Why Russia Bombs Hospitals
The tactic has been used extensively in Syria -- and now is in Ukraine
Last week, Russia bombed a maternity hospital and a children's hospital in the Ukrainian port city of Mariupol. At least three people were killed and 17 injured in the bombings, according to local officials. The incident sparked international outrage, with the United Nations saying that hospitals should not "ever, ever be a target."


In the aftermath of such an attack, it is natural to think that it might have been a mistake. It is against the laws of war to target civilian infrastructure. Pregnant women and children in a hospital are clearly not combatants. However, Russian officials have issued aggressive denials of the attack and not indicated that it was a mistake.
An accidental bombing seems extremely unlikely, as Russia has a history of bombing hospitals as a tactic in war. In its intervention to prop up Syrian dictator Bashar al-Assad, Russia repeatedly bombed hospitals that were not under control of the central government. According to Physicians for Human Rights, at least 583 hospitals have been bombed in the Syrian Civil War, 266 of them since Russia intervened in September 2015, killing over 900 medical workers.
Whether the targeting was reckless or intentional, there are three reasons why Russia bombs hospitals. The first is to try to break the resistance of the civilian population, causing havoc, division, and terror. The second is to harden Western opinion against Russia, leading to greater sanctions. The Putin regime needs an external enemy in the West to rally people around Russia being under siege by the West. (Putin cannot sell a war against fellow Russian-speaking Ukrainians on its merits, which is why the government introduced wartime censorship and it is still being called a "special military operation" on state television -- there is no mention of these attacks in domestic media.) The third reason is that hospitals are where people -- and soldiers -- get well after being injured. Without functioning hospitals, it is hard to have a functioning society and to have troops to come back to fight.
In the city of the hospital attack, the situation is grim. Local officials have said that 2,187 civilians have been killed in the siege of Mariupol; others say over 10,000, out of a population of about 447,000. It is hard to know. Nobody can get into the city; people cannot leave. There is no phone service; people whom I interviewed from there in 2015 are unreachable.

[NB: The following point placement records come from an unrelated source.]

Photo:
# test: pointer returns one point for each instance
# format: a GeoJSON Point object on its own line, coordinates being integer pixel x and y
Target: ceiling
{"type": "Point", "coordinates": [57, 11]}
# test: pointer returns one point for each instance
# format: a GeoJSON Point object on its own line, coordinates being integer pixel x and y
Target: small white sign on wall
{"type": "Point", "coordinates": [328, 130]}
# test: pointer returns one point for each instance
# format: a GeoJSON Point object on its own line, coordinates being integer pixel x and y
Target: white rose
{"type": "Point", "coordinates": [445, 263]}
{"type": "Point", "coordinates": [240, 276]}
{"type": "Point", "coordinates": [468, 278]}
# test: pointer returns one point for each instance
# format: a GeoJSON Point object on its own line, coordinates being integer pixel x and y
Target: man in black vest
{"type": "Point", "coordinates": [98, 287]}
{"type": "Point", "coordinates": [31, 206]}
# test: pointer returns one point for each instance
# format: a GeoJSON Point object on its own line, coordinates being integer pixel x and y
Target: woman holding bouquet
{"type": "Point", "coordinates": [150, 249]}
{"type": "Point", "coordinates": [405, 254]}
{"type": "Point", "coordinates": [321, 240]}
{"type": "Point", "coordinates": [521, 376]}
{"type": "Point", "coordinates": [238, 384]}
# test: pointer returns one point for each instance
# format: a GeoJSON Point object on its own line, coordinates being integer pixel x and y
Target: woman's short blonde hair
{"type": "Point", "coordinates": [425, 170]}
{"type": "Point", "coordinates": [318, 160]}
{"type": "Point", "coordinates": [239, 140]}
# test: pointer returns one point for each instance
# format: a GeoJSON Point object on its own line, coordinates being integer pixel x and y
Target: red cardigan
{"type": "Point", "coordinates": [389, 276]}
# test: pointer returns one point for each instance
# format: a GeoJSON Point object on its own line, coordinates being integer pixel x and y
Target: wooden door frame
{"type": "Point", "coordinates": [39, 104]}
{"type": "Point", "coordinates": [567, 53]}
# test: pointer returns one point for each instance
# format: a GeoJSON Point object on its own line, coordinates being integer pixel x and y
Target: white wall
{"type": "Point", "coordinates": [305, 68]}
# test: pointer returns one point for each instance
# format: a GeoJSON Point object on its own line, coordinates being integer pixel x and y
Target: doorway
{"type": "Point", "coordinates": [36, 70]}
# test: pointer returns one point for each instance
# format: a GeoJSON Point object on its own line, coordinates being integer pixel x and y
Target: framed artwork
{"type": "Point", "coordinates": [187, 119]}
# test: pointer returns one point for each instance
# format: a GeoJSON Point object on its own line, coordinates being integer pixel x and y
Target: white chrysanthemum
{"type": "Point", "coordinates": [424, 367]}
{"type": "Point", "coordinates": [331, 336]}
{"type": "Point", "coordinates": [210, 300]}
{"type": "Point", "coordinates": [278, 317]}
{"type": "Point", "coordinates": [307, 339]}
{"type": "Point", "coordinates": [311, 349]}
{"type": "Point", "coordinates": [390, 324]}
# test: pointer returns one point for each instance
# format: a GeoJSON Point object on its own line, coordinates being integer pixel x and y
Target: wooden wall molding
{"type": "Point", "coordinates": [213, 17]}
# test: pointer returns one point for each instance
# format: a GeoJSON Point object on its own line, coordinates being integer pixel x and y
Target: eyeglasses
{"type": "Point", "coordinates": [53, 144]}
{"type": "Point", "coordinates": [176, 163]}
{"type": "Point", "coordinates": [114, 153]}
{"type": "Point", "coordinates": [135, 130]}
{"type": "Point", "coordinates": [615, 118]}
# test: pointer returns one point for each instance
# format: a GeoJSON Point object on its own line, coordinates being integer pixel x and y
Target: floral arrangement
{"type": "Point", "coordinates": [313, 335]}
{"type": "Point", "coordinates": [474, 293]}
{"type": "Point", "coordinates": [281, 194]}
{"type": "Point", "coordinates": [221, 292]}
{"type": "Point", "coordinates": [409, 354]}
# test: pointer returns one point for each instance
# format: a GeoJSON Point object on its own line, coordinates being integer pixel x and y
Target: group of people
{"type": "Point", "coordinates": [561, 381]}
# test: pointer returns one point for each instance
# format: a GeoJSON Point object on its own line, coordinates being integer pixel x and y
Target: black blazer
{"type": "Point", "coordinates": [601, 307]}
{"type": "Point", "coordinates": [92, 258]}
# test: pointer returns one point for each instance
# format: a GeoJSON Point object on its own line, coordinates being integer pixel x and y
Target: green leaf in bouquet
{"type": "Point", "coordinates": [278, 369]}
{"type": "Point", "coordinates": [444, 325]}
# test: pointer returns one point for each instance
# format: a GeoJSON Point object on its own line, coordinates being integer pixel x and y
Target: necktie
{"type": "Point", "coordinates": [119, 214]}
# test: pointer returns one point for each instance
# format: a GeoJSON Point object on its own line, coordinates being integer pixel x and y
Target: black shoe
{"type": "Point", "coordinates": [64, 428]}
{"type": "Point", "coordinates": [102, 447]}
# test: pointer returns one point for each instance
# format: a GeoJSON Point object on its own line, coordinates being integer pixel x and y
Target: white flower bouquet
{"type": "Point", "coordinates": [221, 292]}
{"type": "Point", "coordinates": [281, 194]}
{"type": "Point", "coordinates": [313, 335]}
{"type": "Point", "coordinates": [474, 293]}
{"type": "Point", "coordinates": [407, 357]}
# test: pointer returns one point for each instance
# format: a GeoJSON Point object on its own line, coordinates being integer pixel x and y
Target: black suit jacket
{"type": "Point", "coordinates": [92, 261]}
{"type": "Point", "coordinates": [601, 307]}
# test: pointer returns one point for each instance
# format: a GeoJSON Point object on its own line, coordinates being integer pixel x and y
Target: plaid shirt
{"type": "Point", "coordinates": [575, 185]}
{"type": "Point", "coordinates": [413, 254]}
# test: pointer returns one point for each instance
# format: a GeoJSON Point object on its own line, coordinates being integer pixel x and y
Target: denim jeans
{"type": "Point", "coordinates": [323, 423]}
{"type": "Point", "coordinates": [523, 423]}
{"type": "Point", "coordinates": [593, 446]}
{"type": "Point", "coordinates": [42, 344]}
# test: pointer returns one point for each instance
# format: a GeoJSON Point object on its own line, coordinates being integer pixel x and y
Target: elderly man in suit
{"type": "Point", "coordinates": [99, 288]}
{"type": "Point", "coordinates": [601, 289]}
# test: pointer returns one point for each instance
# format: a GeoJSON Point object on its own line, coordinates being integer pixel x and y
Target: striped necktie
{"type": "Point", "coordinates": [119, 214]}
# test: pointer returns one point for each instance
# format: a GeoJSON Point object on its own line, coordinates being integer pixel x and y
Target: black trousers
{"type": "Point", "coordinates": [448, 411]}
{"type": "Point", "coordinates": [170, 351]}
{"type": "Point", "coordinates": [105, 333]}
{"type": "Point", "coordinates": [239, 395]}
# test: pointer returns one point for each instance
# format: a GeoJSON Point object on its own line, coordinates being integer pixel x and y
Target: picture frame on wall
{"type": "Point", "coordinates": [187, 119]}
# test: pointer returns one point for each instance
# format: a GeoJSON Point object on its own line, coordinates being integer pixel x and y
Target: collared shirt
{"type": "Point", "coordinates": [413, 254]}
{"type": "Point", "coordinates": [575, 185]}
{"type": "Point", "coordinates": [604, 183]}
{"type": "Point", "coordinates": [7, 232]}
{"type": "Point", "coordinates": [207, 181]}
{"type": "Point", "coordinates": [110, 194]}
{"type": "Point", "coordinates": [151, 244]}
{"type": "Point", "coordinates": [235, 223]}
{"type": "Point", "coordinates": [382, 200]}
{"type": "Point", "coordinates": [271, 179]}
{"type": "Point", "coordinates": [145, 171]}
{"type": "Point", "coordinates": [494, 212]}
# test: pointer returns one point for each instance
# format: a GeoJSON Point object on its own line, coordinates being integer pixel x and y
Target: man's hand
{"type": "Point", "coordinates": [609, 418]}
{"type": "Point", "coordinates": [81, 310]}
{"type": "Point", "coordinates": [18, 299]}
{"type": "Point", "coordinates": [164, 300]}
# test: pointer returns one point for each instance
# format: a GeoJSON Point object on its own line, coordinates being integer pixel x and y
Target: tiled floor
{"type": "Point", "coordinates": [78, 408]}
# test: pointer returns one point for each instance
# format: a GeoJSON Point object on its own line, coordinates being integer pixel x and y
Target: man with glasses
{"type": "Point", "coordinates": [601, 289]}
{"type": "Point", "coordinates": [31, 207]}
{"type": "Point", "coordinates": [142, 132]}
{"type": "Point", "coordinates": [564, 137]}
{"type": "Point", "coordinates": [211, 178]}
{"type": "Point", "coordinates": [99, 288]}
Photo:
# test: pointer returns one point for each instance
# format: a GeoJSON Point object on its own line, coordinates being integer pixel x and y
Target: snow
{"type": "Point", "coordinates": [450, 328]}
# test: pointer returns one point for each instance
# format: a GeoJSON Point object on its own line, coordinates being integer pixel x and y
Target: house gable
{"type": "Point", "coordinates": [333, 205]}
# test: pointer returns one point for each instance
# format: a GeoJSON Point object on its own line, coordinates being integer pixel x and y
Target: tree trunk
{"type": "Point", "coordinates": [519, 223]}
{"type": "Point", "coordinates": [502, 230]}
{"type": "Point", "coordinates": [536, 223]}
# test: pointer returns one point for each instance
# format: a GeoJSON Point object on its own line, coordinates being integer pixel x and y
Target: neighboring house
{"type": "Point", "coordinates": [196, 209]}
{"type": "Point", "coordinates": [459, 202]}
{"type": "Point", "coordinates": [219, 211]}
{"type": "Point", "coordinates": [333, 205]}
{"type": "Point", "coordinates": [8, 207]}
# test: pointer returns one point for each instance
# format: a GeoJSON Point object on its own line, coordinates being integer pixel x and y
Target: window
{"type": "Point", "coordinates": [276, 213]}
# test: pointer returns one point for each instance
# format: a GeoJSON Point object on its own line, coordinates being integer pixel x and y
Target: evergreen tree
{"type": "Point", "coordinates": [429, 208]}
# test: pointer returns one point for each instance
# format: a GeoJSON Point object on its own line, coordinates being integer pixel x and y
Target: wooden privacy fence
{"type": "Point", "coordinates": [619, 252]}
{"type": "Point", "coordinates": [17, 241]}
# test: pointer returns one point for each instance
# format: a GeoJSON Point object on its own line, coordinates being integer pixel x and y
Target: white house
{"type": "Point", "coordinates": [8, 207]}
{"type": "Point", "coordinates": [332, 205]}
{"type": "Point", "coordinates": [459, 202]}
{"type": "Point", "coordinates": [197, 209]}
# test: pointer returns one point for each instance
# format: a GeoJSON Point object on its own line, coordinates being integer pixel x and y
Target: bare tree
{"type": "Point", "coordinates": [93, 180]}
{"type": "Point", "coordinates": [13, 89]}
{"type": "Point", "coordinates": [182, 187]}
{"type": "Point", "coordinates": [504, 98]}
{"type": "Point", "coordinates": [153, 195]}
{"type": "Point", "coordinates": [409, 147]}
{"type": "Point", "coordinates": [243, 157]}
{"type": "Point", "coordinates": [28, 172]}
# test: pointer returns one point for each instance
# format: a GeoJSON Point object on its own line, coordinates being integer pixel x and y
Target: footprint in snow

One of the few international observers on the ground, the International Committee for the Red Cross, posted a series of tweets on March 12 about the city's condition:
There's no electricity, water and gas supply. Meaning no means for heating. Some people still have food, but I’m not sure for how long it will last. Many report having no food for children. People report varying needs in medicine. Especially for diabetes and cancer patients. But there is no way to find it anymore in the city. People are getting sick already because of the cold. We keep the shelter, the basement, only for children and their mothers. All other adults and children above twelve sleep in the office.It’s really cold. We still have some fuel for generators – so we have electricity for 3-4 hours a day. We brought all the food that we have in our homes. We also visited the destroyed and damaged houses of our colleagues to pick up remaining food there. We will have food for a few days. We found a way to collect some water. We still have some storage of potable water. When we run out of the stock, we will boil water from the stream. So we have [it] comparatively good compared to others. We have now approximately 65-66 people in our building. Plus, we also give a host to half of the people who are located in the same building. So their small children can sleep in the basement because people are afraid.

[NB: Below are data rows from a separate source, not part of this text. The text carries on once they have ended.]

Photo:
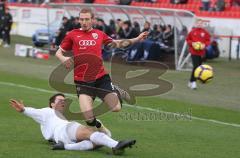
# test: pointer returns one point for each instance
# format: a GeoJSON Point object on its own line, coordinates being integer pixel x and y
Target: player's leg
{"type": "Point", "coordinates": [99, 138]}
{"type": "Point", "coordinates": [196, 61]}
{"type": "Point", "coordinates": [83, 145]}
{"type": "Point", "coordinates": [86, 96]}
{"type": "Point", "coordinates": [107, 92]}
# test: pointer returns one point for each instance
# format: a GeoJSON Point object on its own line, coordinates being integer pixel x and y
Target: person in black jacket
{"type": "Point", "coordinates": [127, 31]}
{"type": "Point", "coordinates": [7, 24]}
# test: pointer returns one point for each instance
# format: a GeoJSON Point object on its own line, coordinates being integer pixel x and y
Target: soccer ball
{"type": "Point", "coordinates": [204, 73]}
{"type": "Point", "coordinates": [198, 45]}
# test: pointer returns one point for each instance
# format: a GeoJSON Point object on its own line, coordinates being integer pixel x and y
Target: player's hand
{"type": "Point", "coordinates": [143, 36]}
{"type": "Point", "coordinates": [68, 62]}
{"type": "Point", "coordinates": [17, 105]}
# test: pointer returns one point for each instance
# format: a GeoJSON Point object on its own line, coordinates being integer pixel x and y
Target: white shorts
{"type": "Point", "coordinates": [66, 133]}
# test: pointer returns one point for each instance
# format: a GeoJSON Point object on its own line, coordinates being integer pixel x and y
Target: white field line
{"type": "Point", "coordinates": [131, 106]}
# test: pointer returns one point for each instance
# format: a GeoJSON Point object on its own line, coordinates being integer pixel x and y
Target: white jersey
{"type": "Point", "coordinates": [50, 122]}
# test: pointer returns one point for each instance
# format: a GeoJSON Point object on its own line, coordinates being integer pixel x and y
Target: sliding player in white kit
{"type": "Point", "coordinates": [72, 135]}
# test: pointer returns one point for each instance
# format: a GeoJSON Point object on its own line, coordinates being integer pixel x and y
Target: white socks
{"type": "Point", "coordinates": [83, 145]}
{"type": "Point", "coordinates": [99, 138]}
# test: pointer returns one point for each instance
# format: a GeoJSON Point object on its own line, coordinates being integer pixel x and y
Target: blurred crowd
{"type": "Point", "coordinates": [161, 37]}
{"type": "Point", "coordinates": [5, 27]}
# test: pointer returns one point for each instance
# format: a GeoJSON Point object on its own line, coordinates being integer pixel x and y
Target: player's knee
{"type": "Point", "coordinates": [117, 108]}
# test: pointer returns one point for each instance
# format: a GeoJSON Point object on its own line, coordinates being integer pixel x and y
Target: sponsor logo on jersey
{"type": "Point", "coordinates": [83, 43]}
{"type": "Point", "coordinates": [95, 35]}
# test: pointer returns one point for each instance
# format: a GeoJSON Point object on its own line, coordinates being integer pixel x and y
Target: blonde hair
{"type": "Point", "coordinates": [87, 10]}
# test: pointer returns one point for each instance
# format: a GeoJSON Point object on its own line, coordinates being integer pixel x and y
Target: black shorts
{"type": "Point", "coordinates": [99, 88]}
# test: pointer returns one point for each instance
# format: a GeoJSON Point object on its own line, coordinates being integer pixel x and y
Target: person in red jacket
{"type": "Point", "coordinates": [197, 39]}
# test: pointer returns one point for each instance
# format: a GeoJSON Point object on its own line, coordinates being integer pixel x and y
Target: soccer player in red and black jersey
{"type": "Point", "coordinates": [197, 34]}
{"type": "Point", "coordinates": [90, 77]}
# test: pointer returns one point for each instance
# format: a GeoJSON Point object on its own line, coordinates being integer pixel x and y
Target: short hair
{"type": "Point", "coordinates": [53, 98]}
{"type": "Point", "coordinates": [127, 22]}
{"type": "Point", "coordinates": [87, 10]}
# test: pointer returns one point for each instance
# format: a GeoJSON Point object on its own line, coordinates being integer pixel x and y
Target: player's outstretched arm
{"type": "Point", "coordinates": [17, 105]}
{"type": "Point", "coordinates": [127, 42]}
{"type": "Point", "coordinates": [64, 60]}
{"type": "Point", "coordinates": [37, 114]}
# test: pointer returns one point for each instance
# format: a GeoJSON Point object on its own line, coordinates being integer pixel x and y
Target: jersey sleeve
{"type": "Point", "coordinates": [37, 115]}
{"type": "Point", "coordinates": [67, 43]}
{"type": "Point", "coordinates": [106, 39]}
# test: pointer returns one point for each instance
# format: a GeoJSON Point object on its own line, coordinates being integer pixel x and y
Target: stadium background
{"type": "Point", "coordinates": [213, 130]}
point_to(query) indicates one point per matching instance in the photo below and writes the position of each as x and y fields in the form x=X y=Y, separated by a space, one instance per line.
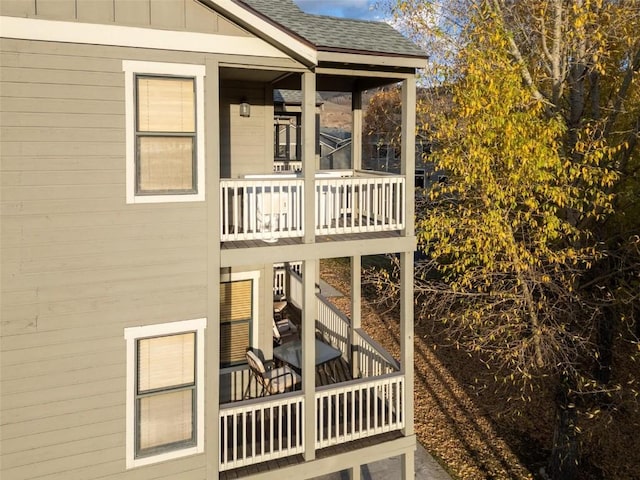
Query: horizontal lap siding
x=187 y=15
x=79 y=265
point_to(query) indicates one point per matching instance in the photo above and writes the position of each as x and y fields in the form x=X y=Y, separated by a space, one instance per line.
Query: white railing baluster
x=268 y=207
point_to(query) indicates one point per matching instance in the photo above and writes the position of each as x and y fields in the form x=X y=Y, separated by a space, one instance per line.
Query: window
x=165 y=125
x=165 y=391
x=238 y=310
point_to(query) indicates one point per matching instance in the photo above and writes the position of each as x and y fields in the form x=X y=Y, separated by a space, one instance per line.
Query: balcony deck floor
x=319 y=239
x=299 y=459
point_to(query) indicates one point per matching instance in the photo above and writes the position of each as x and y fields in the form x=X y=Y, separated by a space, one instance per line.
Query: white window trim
x=255 y=310
x=131 y=335
x=131 y=68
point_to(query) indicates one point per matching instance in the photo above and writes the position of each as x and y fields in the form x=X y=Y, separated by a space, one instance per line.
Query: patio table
x=291 y=353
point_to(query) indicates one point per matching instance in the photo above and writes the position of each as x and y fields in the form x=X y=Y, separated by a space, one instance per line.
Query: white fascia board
x=275 y=34
x=124 y=36
x=374 y=60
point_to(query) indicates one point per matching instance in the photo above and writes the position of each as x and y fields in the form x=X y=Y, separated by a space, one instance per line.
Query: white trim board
x=123 y=36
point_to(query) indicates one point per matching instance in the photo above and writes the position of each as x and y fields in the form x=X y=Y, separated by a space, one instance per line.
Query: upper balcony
x=270 y=207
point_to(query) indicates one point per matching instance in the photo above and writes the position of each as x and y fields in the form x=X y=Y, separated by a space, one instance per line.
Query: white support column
x=408 y=466
x=406 y=335
x=354 y=473
x=309 y=356
x=406 y=258
x=356 y=130
x=212 y=332
x=309 y=153
x=265 y=333
x=356 y=308
x=408 y=156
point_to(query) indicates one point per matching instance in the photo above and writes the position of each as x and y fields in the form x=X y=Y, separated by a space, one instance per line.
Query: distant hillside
x=336 y=111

Russia may try to apply the tactics it has used in Mariupol -- surround the city; starve it; and bomb its hospitals -- to other Ukrainian cities. The playbook is there. From late 1999 until early 2000 Russia flattened Grozny, the capital of the Republic of Chechnya. Thousands died, many of them were elderly people who could not leave. During the time, Russian Prime Minister Vladimir Putin took over as president -- he became popular because of his ruthless handling of the war. In 2003, the United Nations called the Chechen capital the most destroyed city on earth. The Ukrainian capital of Kyiv could be next.